Но миссис Грифитс продолжала читать. Казалось, она наперекор всему сумела укрыться в каком-то тихом пристанище, где хотя бы в эти минуты ничто человеческое, злое и греховное не могло ее настигнуть. Наконец она совершенно спокойно закрыла книгу и поднялась.
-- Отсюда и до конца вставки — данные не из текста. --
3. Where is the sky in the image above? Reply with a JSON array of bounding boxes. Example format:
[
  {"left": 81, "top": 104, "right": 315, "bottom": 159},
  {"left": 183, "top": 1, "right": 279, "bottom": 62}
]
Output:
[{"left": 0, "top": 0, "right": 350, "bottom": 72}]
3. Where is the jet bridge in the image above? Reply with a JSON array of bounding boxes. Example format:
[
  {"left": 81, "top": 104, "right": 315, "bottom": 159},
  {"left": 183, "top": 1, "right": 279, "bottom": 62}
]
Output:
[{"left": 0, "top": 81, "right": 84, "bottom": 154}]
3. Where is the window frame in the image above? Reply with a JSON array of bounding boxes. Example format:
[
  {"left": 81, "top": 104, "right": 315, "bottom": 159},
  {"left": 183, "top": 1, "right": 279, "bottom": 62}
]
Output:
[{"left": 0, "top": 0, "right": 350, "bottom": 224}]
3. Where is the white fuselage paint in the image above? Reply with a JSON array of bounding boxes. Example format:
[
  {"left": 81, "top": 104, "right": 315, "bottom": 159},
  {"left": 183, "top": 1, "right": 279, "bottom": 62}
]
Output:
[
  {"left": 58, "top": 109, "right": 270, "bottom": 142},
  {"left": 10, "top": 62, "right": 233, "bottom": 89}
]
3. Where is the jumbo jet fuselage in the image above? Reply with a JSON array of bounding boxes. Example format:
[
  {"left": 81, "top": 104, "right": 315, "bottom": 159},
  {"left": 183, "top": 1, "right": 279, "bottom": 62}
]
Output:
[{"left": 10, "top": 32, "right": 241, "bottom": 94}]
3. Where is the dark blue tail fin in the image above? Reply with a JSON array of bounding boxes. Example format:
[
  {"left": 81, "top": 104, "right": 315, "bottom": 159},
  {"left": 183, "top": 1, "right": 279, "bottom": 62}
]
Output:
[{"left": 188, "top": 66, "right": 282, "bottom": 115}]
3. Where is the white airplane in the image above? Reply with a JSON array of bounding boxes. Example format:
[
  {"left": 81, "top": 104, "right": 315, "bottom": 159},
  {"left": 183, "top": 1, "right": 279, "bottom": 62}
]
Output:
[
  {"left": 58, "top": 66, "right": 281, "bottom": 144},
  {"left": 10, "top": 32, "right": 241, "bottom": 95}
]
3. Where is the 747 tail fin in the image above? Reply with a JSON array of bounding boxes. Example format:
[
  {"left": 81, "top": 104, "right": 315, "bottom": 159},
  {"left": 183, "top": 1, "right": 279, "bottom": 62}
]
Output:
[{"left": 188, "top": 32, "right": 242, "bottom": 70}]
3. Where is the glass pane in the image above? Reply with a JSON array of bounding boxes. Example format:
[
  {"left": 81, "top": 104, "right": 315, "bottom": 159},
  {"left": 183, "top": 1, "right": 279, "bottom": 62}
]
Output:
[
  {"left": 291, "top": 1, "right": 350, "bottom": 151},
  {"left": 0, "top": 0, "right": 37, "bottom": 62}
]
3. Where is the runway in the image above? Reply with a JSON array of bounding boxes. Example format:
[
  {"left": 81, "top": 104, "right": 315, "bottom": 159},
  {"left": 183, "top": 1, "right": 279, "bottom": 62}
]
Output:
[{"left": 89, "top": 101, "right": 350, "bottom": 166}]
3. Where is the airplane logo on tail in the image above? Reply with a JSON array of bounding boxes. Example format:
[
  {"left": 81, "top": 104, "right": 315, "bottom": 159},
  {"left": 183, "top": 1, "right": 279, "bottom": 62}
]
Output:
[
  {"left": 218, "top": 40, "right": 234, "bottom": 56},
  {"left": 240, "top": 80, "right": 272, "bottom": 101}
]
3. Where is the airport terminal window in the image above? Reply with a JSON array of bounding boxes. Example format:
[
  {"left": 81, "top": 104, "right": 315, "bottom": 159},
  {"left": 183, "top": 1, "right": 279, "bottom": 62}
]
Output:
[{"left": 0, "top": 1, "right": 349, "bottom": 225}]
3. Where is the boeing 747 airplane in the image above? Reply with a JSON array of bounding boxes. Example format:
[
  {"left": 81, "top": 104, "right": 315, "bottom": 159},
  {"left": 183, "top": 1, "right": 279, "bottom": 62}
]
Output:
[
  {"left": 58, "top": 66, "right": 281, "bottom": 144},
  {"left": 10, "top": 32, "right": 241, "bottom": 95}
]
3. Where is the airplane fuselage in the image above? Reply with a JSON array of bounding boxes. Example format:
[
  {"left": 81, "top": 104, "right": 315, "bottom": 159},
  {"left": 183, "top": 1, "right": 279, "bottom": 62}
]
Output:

— Теперь мы должны подумать, что написать в телеграмме и кому ее послать. Я хочу сказать, Клайду, конечно… в этот… как его… в Бриджбург, — прибавила она, заглянув в газету, и тут же процитировала из Библии: «Страшный в правосудии, услышь нас, боже». — Или, может быть, этим двум адвокатам, тут есть их имена. Я боюсь телеграфировать брату Эйсы, вдруг он ответит Эйсе. («Ты — оплот мой и сила моя. На тебя уповаю»). Но, я думаю, Клайду передадут телеграмму, если послать ее на имя судьи или этих адвокатов, как по-твоему? Нет, пожалуй, пошлем лучше прямо Клайду. («Он водит меня к водам тихим»). Нужно просто написать, что я прочла о нем в газете, и все же любовь моя с ним, и я верю в него, но он должен сказать мне всю правду и написать, что мы должны делать. Если ему нужны деньги, надо будет подумать, как их достать («Он укрепляет душу мою»).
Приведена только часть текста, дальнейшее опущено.